We used to have foreign students stay with us and they thought it the norm to go to Pubs etc and could not see what the issue was as in France, Spain etc it is the normal way of life which they are brought up with.

We holiday around Europe a lot and have never had a problem with their kids, in fact we normally comment on how well behaved they are

Reply #18. May 06 10, 1:48 AM
s-m-w
Some though evoking comments.Thanks...

“s-m-w, for once I agree with you”.. RMG, we have agreed on many occasions, and having a point of view is I feel is what the boards should be about! Agree that rural pubs have a better control on the situation, the people in tighter communities have a closer connection to their neighbours and tend ( I feel) to work harder to keep their reputation and respect. The “sprogs and dogs” sign would bring outrage in the cities but is perfectly acceptable in villages. Vimto ehh, my choice (if asked) was always a Rickey (sp) and the crisps with the little bag of salt at the bottom. Never did me any harm to be outside and play with the other kids.

“ Reading through a lot of these it is like I thought just a UK problem.”

Don’t necessary totally agree with this comment “pmarney” I have also spent much of my life in other countries and have come across the same behaviour as in my opening comments, perhaps not so widespread, but it certainly does exist.

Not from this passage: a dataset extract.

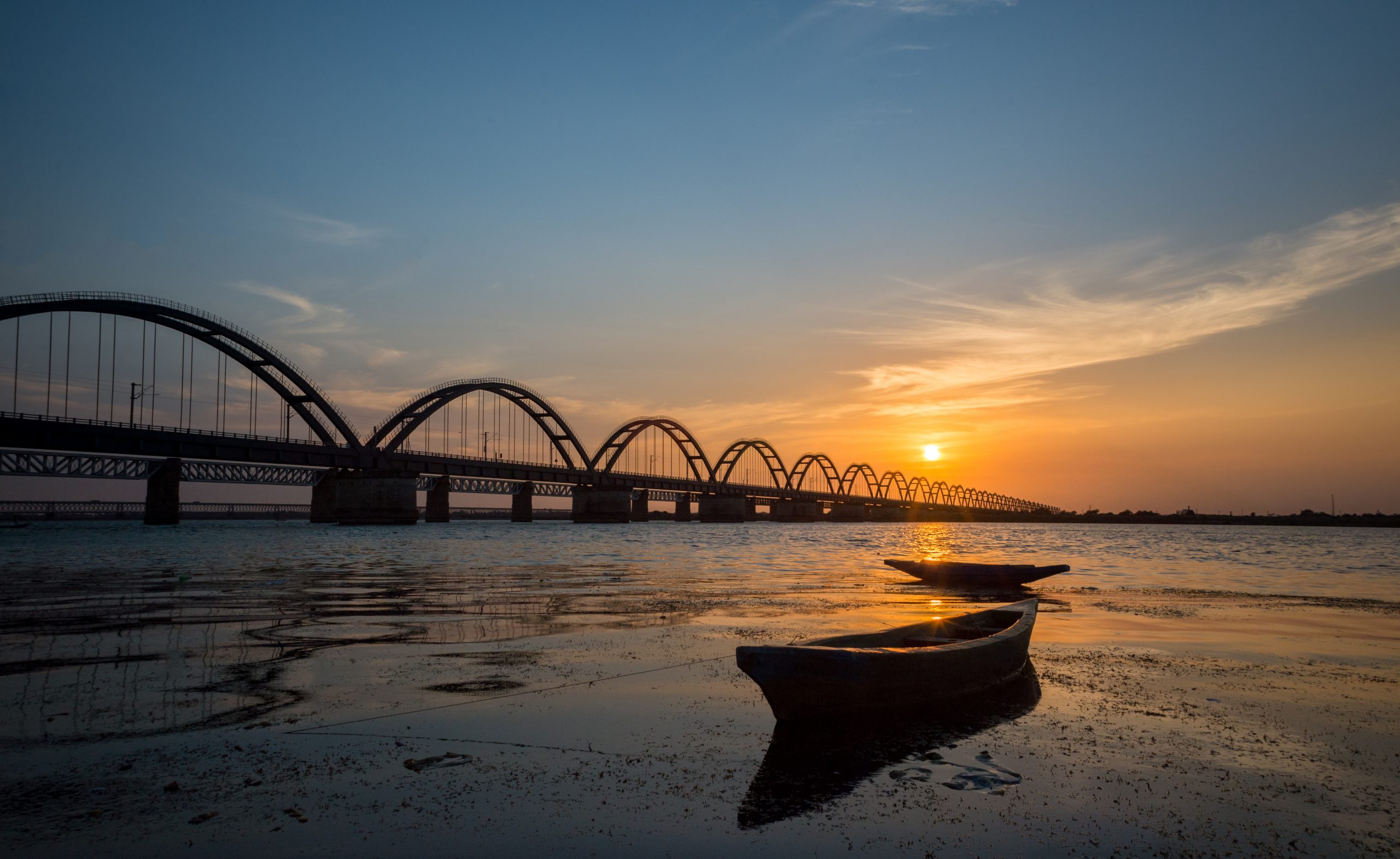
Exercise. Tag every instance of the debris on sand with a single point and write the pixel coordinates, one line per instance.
(450, 758)
(984, 778)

Perhaps I am to blame? Perhaps I am now of an age that these things annoy me more than when I was a young father? Only difference is that my kids never behaved that way and I as a child would never have been allowed to either.

"Why are British nannies in such demand, while so many British parents are useless?"

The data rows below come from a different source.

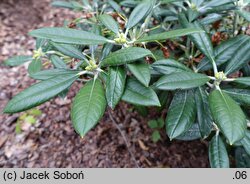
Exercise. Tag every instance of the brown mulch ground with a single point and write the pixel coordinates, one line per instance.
(52, 142)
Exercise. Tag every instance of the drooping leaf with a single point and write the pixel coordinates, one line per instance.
(204, 117)
(224, 52)
(141, 71)
(181, 113)
(242, 158)
(169, 34)
(39, 93)
(140, 12)
(109, 22)
(181, 80)
(246, 142)
(125, 56)
(241, 96)
(168, 66)
(17, 60)
(69, 36)
(51, 73)
(35, 66)
(115, 85)
(137, 94)
(192, 133)
(58, 62)
(228, 116)
(201, 40)
(69, 50)
(88, 107)
(218, 156)
(239, 59)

Didn’t realise they were in such demand? Perhaps it’s the language or the price they charge, or that those who choose to do such a job have better morals than those young adolescence that have lost respect for themselves and others which is also common place and can be readily observed around our wonderful Island.

My children were guided by an English nanny in their formative years and a very good job she did too, thus allowing the parents to work harder for the future of said sprogs...lol

The food fight incident (albeit very entertaining for the reader) is anecdotal and should have been easily controlled by good management.

So what is happening?

Why are our children and children’s children now so badly controlled and behaved?

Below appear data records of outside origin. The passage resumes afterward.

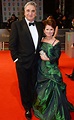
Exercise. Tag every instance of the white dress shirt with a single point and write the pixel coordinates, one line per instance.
(34, 33)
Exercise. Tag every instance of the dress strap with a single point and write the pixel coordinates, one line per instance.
(53, 41)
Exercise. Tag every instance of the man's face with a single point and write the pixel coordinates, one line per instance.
(30, 12)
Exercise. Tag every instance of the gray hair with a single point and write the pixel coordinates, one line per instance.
(30, 3)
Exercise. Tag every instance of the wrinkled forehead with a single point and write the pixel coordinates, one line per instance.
(33, 4)
(30, 7)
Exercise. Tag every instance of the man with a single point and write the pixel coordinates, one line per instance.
(24, 44)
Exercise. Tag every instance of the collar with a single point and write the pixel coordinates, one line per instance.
(28, 21)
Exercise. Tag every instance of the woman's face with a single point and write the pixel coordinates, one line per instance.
(48, 31)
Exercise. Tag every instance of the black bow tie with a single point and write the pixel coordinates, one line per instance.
(31, 24)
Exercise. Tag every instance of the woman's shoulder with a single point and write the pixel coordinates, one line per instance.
(56, 41)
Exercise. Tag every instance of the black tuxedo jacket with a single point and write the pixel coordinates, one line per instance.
(21, 43)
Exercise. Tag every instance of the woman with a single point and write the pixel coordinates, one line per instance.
(51, 102)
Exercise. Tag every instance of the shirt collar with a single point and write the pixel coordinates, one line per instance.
(28, 21)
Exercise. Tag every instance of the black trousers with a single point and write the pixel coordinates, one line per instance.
(27, 80)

Or, is just down to modern life and the change in our licensing laws which now allow the brats into the same room as those wishing to “ just have a quiet drink ...or “Full English” on a day off...lol



Reply #19. May 06 10, 2:55 AM
redwaldo star


player avatar
I've worked in pubs and apart for going in for a meal
(in certain areas), I don't think kids should be allowed.There has to be a few places where Adults can let off steam!